# Toastmasters



## FrozenInferno (Nov 18, 2010)

Anybody have any experience with this? I'm really considering giving it a shot. By far, the most traumatizing experiences of my life were during presentations, and I'd like to work on getting over at least that aspect of my social anxiety. The first time I ever really had the feeling of extreme panic was during my first seventh grade presentation, and it basically just snowballed from there, metastasizing into other parts of my life. I'm just hoping it'll help with my 1-on-1 anxiety as well, I mean, it couldn't hurt right?


----------



## tomcoldaba (Jul 1, 2007)

I am a member of toastmasters for 3 years. It helped me immensely in presentations and also on one on one conversations. Try to join a club that meets every week. 80% of public speaking is just standing up and speak. The more you do it the faster you will feel better. Warning: Toastmasters does require work. Most toastmasters have some form of sa and are very supportive.


----------



## wxolue (Nov 26, 2008)

Exposure therapy in one area DOES help other areas that may not have been specifically targeted. Exposure therapy in public speaking WILL help your 1v1 conversations, assuming you do the exposure correctly.
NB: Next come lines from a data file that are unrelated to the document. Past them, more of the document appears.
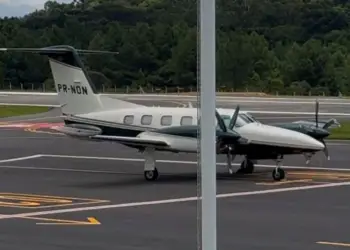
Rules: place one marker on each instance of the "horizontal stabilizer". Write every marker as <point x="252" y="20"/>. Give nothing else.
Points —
<point x="133" y="141"/>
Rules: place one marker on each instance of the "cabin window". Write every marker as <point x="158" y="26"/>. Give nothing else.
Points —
<point x="166" y="120"/>
<point x="186" y="120"/>
<point x="146" y="120"/>
<point x="129" y="119"/>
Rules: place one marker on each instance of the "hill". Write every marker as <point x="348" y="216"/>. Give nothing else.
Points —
<point x="267" y="45"/>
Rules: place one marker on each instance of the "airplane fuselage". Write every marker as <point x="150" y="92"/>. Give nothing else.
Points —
<point x="263" y="141"/>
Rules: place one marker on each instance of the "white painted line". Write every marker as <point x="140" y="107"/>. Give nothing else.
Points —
<point x="21" y="158"/>
<point x="69" y="170"/>
<point x="169" y="201"/>
<point x="29" y="104"/>
<point x="35" y="119"/>
<point x="183" y="162"/>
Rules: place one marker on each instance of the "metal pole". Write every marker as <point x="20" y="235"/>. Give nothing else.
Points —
<point x="207" y="124"/>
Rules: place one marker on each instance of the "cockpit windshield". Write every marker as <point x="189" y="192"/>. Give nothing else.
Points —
<point x="242" y="119"/>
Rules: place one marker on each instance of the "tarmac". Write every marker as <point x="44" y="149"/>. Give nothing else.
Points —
<point x="57" y="192"/>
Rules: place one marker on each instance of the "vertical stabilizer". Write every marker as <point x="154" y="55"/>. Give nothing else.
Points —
<point x="76" y="92"/>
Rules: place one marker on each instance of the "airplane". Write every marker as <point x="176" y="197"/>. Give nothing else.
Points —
<point x="91" y="116"/>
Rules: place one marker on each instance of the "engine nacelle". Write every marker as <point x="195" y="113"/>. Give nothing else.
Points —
<point x="80" y="130"/>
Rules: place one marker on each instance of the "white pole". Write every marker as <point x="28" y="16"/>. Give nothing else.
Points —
<point x="207" y="124"/>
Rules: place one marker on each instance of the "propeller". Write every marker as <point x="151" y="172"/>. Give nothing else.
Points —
<point x="316" y="112"/>
<point x="234" y="118"/>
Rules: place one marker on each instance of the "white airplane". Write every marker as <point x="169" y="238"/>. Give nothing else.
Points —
<point x="91" y="116"/>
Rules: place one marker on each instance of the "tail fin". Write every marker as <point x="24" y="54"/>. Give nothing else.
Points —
<point x="331" y="122"/>
<point x="76" y="92"/>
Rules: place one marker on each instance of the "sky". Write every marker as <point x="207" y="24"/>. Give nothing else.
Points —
<point x="21" y="7"/>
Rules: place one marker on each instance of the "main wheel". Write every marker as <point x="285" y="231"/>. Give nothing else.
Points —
<point x="151" y="175"/>
<point x="278" y="174"/>
<point x="248" y="169"/>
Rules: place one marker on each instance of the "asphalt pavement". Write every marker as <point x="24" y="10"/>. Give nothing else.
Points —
<point x="57" y="192"/>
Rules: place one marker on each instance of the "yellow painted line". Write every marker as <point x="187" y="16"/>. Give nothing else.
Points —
<point x="19" y="204"/>
<point x="19" y="200"/>
<point x="283" y="182"/>
<point x="49" y="196"/>
<point x="90" y="221"/>
<point x="38" y="199"/>
<point x="334" y="174"/>
<point x="34" y="130"/>
<point x="333" y="243"/>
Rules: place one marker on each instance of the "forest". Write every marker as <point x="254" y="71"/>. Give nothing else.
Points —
<point x="285" y="46"/>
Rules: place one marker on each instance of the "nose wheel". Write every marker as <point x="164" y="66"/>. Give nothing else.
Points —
<point x="278" y="173"/>
<point x="151" y="175"/>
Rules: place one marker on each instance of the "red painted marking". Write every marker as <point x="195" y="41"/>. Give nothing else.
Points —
<point x="29" y="125"/>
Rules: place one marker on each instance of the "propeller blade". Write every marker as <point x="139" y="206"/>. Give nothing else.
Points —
<point x="220" y="121"/>
<point x="316" y="112"/>
<point x="234" y="118"/>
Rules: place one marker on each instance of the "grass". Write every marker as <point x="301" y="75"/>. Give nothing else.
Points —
<point x="342" y="133"/>
<point x="8" y="111"/>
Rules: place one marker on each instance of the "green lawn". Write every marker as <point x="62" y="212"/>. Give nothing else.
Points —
<point x="8" y="111"/>
<point x="342" y="133"/>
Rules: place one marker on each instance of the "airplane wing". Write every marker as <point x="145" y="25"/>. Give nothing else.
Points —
<point x="133" y="141"/>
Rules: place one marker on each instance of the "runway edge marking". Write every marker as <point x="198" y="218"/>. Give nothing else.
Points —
<point x="169" y="201"/>
<point x="339" y="244"/>
<point x="21" y="158"/>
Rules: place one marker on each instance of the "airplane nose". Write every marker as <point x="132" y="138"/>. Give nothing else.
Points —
<point x="324" y="133"/>
<point x="315" y="144"/>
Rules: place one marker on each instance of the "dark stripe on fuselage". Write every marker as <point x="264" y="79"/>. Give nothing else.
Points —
<point x="111" y="131"/>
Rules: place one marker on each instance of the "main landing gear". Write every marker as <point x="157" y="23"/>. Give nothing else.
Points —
<point x="247" y="167"/>
<point x="150" y="171"/>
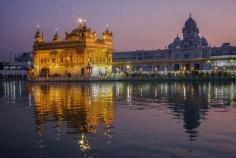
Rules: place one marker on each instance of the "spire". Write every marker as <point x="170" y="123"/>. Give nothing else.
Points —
<point x="38" y="35"/>
<point x="107" y="27"/>
<point x="56" y="36"/>
<point x="82" y="22"/>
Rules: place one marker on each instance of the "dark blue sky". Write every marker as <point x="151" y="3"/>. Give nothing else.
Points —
<point x="136" y="24"/>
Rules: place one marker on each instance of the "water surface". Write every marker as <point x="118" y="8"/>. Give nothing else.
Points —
<point x="97" y="120"/>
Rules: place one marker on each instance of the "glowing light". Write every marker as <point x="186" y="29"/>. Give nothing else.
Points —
<point x="80" y="20"/>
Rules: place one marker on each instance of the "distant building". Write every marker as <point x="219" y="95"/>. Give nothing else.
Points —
<point x="79" y="54"/>
<point x="191" y="53"/>
<point x="17" y="68"/>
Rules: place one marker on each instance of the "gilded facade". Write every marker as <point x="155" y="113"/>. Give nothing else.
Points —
<point x="81" y="53"/>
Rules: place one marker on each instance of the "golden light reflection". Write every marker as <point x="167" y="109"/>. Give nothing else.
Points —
<point x="74" y="109"/>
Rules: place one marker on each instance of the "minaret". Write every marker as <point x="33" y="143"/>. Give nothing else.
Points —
<point x="107" y="35"/>
<point x="38" y="36"/>
<point x="56" y="37"/>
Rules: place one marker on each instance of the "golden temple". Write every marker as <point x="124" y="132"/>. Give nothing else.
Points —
<point x="81" y="53"/>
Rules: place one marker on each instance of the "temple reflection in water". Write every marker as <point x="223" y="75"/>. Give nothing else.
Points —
<point x="77" y="109"/>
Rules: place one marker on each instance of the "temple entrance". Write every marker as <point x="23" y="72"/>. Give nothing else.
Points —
<point x="187" y="67"/>
<point x="177" y="67"/>
<point x="82" y="71"/>
<point x="197" y="67"/>
<point x="89" y="70"/>
<point x="44" y="72"/>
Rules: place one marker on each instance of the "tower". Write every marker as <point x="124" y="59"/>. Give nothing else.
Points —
<point x="107" y="36"/>
<point x="38" y="36"/>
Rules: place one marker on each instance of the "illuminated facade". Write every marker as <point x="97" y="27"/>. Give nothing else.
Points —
<point x="78" y="109"/>
<point x="79" y="54"/>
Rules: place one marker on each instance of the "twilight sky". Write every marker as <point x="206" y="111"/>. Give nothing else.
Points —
<point x="136" y="24"/>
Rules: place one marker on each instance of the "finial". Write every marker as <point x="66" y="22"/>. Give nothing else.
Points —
<point x="38" y="28"/>
<point x="80" y="20"/>
<point x="107" y="26"/>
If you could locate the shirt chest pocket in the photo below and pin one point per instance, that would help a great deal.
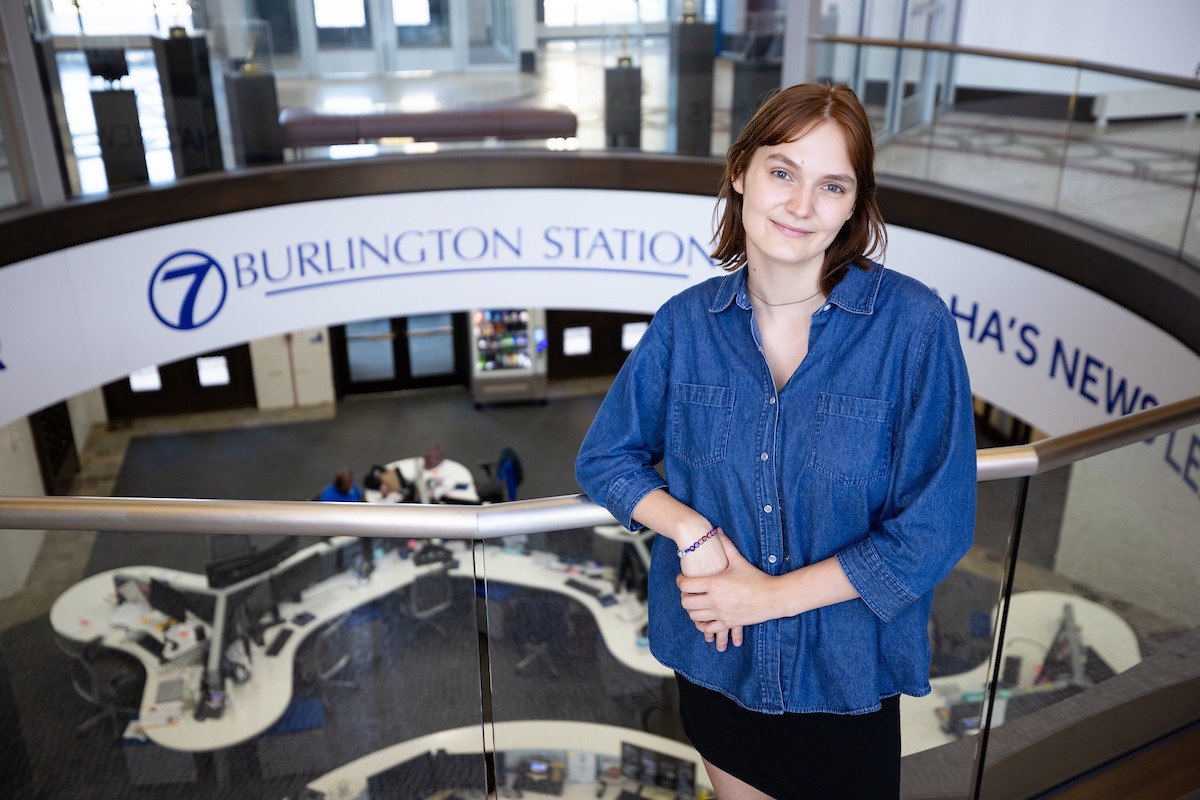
(701, 416)
(852, 441)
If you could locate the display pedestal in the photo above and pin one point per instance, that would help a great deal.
(255, 118)
(120, 137)
(623, 107)
(191, 113)
(754, 79)
(690, 101)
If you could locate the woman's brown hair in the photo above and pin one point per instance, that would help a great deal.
(786, 116)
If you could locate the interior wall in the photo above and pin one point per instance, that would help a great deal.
(1152, 35)
(293, 370)
(87, 409)
(19, 476)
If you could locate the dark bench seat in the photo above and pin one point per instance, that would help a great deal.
(304, 127)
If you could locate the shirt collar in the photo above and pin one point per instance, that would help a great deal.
(856, 292)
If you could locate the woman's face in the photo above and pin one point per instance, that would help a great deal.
(796, 197)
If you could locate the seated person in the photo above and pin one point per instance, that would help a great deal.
(342, 488)
(394, 488)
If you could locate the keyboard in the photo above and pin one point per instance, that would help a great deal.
(150, 644)
(280, 639)
(585, 587)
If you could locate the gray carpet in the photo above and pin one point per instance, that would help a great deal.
(409, 679)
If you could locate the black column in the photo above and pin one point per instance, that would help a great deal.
(690, 101)
(120, 137)
(255, 118)
(186, 79)
(623, 107)
(754, 80)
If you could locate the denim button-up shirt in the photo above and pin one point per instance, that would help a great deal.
(867, 455)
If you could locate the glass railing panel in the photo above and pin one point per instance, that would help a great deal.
(1001, 131)
(939, 731)
(1103, 613)
(109, 690)
(1132, 160)
(577, 698)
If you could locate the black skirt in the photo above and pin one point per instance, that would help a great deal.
(797, 756)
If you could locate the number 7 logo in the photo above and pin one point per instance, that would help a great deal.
(181, 293)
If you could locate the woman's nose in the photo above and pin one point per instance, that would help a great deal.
(799, 203)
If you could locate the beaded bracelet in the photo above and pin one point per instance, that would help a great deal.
(697, 542)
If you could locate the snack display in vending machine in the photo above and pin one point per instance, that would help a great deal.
(509, 355)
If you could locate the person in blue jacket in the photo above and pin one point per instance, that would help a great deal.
(342, 488)
(813, 417)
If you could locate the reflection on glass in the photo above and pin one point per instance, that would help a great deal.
(1104, 584)
(411, 12)
(425, 23)
(577, 341)
(430, 346)
(145, 380)
(339, 13)
(213, 371)
(631, 334)
(369, 350)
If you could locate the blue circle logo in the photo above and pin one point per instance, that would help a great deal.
(187, 289)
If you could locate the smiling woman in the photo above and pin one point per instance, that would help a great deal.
(809, 534)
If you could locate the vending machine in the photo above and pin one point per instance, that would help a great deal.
(509, 355)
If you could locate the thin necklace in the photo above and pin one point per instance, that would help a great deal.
(793, 302)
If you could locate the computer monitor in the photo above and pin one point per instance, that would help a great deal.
(631, 573)
(226, 571)
(649, 767)
(288, 584)
(168, 600)
(412, 780)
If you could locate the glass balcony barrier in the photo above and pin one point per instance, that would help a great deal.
(1108, 146)
(1114, 149)
(495, 649)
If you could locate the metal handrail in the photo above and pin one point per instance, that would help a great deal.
(1009, 55)
(504, 518)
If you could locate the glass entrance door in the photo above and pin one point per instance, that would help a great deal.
(417, 352)
(382, 36)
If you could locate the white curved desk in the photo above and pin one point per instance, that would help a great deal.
(1033, 619)
(87, 609)
(449, 480)
(351, 780)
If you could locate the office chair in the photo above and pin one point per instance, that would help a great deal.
(222, 546)
(540, 629)
(430, 594)
(325, 651)
(111, 681)
(505, 475)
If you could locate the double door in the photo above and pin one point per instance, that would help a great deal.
(418, 352)
(370, 37)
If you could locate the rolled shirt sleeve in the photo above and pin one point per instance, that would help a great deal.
(616, 462)
(930, 524)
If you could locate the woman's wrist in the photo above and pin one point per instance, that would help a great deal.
(697, 543)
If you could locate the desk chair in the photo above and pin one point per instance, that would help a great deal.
(504, 475)
(430, 594)
(108, 680)
(325, 651)
(540, 629)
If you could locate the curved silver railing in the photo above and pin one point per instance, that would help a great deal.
(501, 519)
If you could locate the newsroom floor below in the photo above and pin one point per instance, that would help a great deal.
(424, 680)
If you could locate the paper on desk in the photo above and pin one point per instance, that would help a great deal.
(161, 714)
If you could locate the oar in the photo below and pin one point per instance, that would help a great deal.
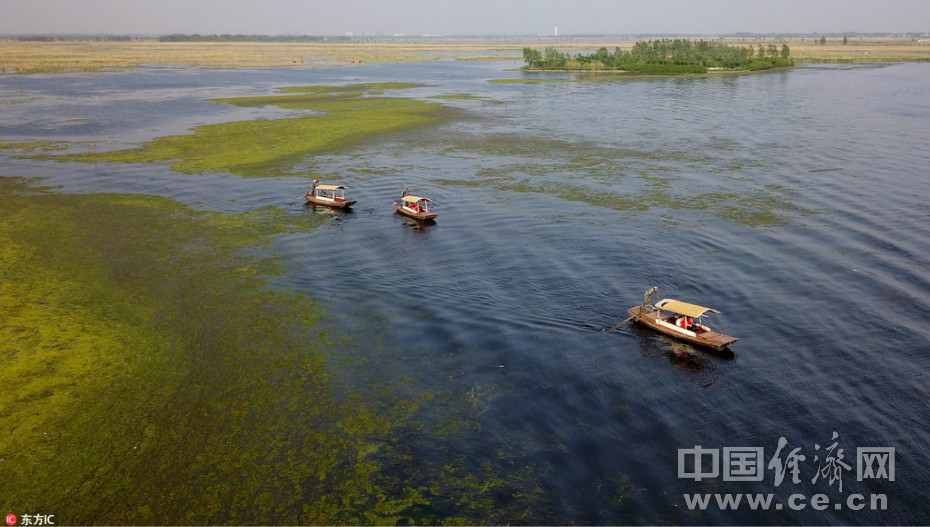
(618, 325)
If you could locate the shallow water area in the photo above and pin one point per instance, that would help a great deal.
(795, 202)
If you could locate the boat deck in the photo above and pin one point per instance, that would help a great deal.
(708, 338)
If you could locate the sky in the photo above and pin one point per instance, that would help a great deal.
(461, 17)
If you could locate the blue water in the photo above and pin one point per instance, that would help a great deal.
(503, 305)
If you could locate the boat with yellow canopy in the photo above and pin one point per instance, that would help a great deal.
(328, 196)
(415, 207)
(681, 320)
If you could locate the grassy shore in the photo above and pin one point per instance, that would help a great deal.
(61, 56)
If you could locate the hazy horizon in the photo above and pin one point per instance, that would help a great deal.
(475, 18)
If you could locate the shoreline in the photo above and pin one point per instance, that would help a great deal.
(67, 56)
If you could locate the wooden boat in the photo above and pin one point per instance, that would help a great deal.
(415, 207)
(328, 196)
(680, 320)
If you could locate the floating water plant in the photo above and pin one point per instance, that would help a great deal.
(348, 116)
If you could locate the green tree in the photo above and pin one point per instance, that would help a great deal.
(532, 57)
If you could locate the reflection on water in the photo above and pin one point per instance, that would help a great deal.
(794, 201)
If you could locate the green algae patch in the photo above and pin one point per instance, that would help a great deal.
(33, 146)
(344, 117)
(151, 376)
(622, 178)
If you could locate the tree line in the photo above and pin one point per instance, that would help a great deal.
(180, 37)
(665, 56)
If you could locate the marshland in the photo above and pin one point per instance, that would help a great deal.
(184, 341)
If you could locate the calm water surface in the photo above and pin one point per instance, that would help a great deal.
(503, 304)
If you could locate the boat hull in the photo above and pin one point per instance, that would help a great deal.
(415, 215)
(337, 203)
(650, 316)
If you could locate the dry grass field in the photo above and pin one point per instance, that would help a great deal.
(61, 56)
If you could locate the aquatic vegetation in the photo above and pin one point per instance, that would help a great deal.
(350, 115)
(32, 146)
(152, 376)
(603, 176)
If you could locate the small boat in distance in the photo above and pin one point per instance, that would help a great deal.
(328, 196)
(415, 207)
(680, 320)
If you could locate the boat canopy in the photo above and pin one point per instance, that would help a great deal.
(683, 308)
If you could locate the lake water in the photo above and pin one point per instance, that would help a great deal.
(795, 202)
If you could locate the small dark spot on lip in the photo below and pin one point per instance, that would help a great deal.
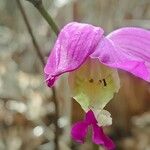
(104, 81)
(91, 80)
(100, 81)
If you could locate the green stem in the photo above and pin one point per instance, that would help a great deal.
(39, 5)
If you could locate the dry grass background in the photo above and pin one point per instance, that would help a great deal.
(21, 77)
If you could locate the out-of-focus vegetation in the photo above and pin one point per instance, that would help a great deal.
(26, 106)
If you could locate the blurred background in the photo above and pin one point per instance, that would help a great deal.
(27, 109)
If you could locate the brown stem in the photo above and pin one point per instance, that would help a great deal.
(55, 29)
(36, 46)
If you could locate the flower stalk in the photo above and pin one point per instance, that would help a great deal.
(39, 6)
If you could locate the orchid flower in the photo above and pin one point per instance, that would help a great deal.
(92, 60)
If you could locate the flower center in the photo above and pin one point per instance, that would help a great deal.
(93, 84)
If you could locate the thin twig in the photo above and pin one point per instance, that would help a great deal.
(37, 48)
(39, 5)
(56, 30)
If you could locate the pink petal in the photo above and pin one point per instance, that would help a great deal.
(127, 49)
(79, 131)
(74, 44)
(90, 118)
(100, 138)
Toastmasters is a great opportunity to get some public speaking exposure. Haven't done it, but I've thought about it (its hard for me to get around as I don't have my license). I did a lot of public speaking exposure in my CBT therapy sessions, and realized my problem with presentations wasn't the public speaking part, but potentially being judged by my peers and professors on the quality of my presentation. I would procrastinate a lot on projects (like many people with SA do), worry that my presentation would suffer from not putting in enough time (because I procrastinated), tell myself the presentation would go bad before, and was bad after, start to believe that I was incapable of making a solid project/presentation, avoid working on a project because I didn't want to face doing something I told myself I couldn't do, and you can kind of see the cycle here.

Consequently, doing public speaking exposures where I wouldn't know about the topic until moments before was actually easier. The good thing about toastmasters is that it targets my problem since you have prepared speeches and unprepared speeches, and it obviously targets anxieties associated with actually doing a speech.


----------



## Attica! Attica! (Oct 8, 2008)

I was thinking about getting into this as well! After the last presentation I had to do in front of actual clients (I'm a graphic design major), I realized my lack of public speaking skills is not only embarrassing to me, it WILL get in the way of getting and keeping a good job in my field. 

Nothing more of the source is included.